Dr. Rutter,who holds a Masters of Fine Arts (MFA) degree in Industrial Design and is an expert in ergonomic design and specialist in hand function, says that these errors occur because the product did not convey how the user was supposed to interact with it. For example “it didn't have any affordances that communicated ‘grab here’ or that this is a push button not a slider button.”
Read on for some of Dr. Rutter’s tips on preventing use errors in designing medical products and packaging…
1. Get ‘in the weeds’
One of the best places to find the “wow” is where people are using the products. “You have to lie in the weeds, see how they struggle with what they're using. Find out what their pain points are and where they accidentally misuse the product,” he says. “I think one of the biggest sources of disruptive designs and innovation for me is actually going to that point of sweat.”
2. Go jump in a lake
Dr. Rutter says that biomimicry is used for inspiration quite often. You may look at a bug and see a certain texture that works for non-slip conditions. “I think nature is a tremendous source of inspiration and really allows you to step back from being totally immersed in the very narrow field or category that you're working on,” he notes. “Walk around with your eyes open. The world is your laboratory and a lot of the tests have been done, you just need to figure out what you're looking at.”
3. Ditch the notion that good design costs more than bad.
It’s understandable that people scrutinize the upfront costs more, but in fact, bad design can cost orders of magnitude more than good design. “If you mess up the design and it's not easy to use, it costs you market share, it costs you profits, or heaven forbid, we have to pull it off the market, repackage it or redesign it at great costs,” he says. [Editor’s note: File this tip under “easier said than done.”]
4. Stay realistic for production environments.
A good design has to be manufacturable in order for it to be useful and cost-effective. It needs to be able to run at the proper line speeds.
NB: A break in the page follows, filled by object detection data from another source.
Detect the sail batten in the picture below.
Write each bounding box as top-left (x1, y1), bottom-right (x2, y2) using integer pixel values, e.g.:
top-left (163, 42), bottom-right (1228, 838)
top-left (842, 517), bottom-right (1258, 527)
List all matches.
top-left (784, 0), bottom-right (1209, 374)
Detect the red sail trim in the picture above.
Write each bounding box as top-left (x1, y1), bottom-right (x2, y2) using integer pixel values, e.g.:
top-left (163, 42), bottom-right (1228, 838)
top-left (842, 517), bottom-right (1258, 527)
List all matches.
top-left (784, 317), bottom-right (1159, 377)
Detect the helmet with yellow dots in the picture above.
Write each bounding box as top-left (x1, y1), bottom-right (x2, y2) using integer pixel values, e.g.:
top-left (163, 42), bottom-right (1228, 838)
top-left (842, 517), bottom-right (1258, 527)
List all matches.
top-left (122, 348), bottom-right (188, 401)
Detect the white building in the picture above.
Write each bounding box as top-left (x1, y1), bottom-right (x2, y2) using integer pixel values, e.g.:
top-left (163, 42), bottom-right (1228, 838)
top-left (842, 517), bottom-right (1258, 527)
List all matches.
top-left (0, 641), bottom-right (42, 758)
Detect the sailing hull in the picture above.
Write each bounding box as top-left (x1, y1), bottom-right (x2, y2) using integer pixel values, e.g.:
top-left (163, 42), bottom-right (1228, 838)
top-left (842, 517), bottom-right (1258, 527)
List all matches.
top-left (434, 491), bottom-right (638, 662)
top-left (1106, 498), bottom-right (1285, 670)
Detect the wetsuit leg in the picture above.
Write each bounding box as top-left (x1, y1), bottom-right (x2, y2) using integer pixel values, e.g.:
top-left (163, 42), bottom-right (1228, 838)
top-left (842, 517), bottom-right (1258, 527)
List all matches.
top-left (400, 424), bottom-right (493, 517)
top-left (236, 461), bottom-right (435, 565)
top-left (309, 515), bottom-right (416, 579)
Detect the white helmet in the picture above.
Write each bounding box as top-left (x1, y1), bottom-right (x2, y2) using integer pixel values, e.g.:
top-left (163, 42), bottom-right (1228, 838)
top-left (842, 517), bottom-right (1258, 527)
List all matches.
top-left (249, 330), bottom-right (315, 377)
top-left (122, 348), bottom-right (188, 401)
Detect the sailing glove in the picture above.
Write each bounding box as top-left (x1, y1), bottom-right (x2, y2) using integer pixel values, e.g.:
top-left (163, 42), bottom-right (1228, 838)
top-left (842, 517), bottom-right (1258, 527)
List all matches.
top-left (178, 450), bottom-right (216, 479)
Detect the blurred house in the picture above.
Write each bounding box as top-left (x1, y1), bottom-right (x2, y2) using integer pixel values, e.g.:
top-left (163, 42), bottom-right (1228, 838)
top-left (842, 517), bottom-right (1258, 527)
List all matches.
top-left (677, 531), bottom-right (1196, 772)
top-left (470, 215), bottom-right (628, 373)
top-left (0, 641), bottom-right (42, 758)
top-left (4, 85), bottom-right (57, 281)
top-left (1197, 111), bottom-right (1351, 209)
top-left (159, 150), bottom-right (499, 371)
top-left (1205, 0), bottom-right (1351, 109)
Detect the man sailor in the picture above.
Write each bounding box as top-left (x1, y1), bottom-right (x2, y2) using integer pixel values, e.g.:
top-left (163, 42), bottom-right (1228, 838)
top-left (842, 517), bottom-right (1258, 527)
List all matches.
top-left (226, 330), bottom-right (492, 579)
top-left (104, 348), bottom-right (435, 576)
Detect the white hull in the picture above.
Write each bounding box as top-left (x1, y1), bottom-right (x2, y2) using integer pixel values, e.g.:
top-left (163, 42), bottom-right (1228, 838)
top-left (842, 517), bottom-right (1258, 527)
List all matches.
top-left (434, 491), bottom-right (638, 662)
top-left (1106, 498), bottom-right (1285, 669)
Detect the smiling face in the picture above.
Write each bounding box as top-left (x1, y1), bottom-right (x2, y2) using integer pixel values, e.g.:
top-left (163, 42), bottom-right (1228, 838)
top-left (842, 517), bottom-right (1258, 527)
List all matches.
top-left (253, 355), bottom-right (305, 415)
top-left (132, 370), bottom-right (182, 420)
He says, “So the challenge in all medical products and in any kind of design project for us is finding out where the guardrails are. Where will the product be manufactured and on what equipment? That is one of the big disease states within the design industry because designers are famous for designing cool-looking things you really can't make.”
5. Consider the ‘magic number’ in instructions for use.
One of the more overlooked aspects of packaging design in Dr. Rutter’s opinion is the instructions for use (IFU). “They are typically written by a technical writer, who has zero background in how a person reads and consumes information, in other words, the ergonomics of information,” he explains.
A 17-step IFU for a test kit is likely too complicated. “We've known for decades, that five plus or minus two is kind of a magic number for people consuming information. Just by reformatting them into three major steps, and within each step we may have some sub-steps, they become less threatening,” says Dr. Rutter. “They become easier to navigate, improving your ability memorize the steps so you don't always have to look at the instructions every time you use the medical device or kit.”
6. Keep functional aesthetics in mind.
Functional aesthetics are part of the responsibility of a good designer. Visual cues should be obvious so that when the user looks at product, package or IFU, “it is unambiguous, you know exactly what you need to do, the point of entry, how to interact with the product or package. Those cues should be designed in so that the product will perform in the most optimal way possible, because the designer considered how your body is built, how your eyes work, how your brain processes the visual information and how your eye/hand coordination works.”
Dr. Rutter keeps the patient’s dignity and experience top of mind: “You want the user to feel good about themselves and not fear pain and demise.”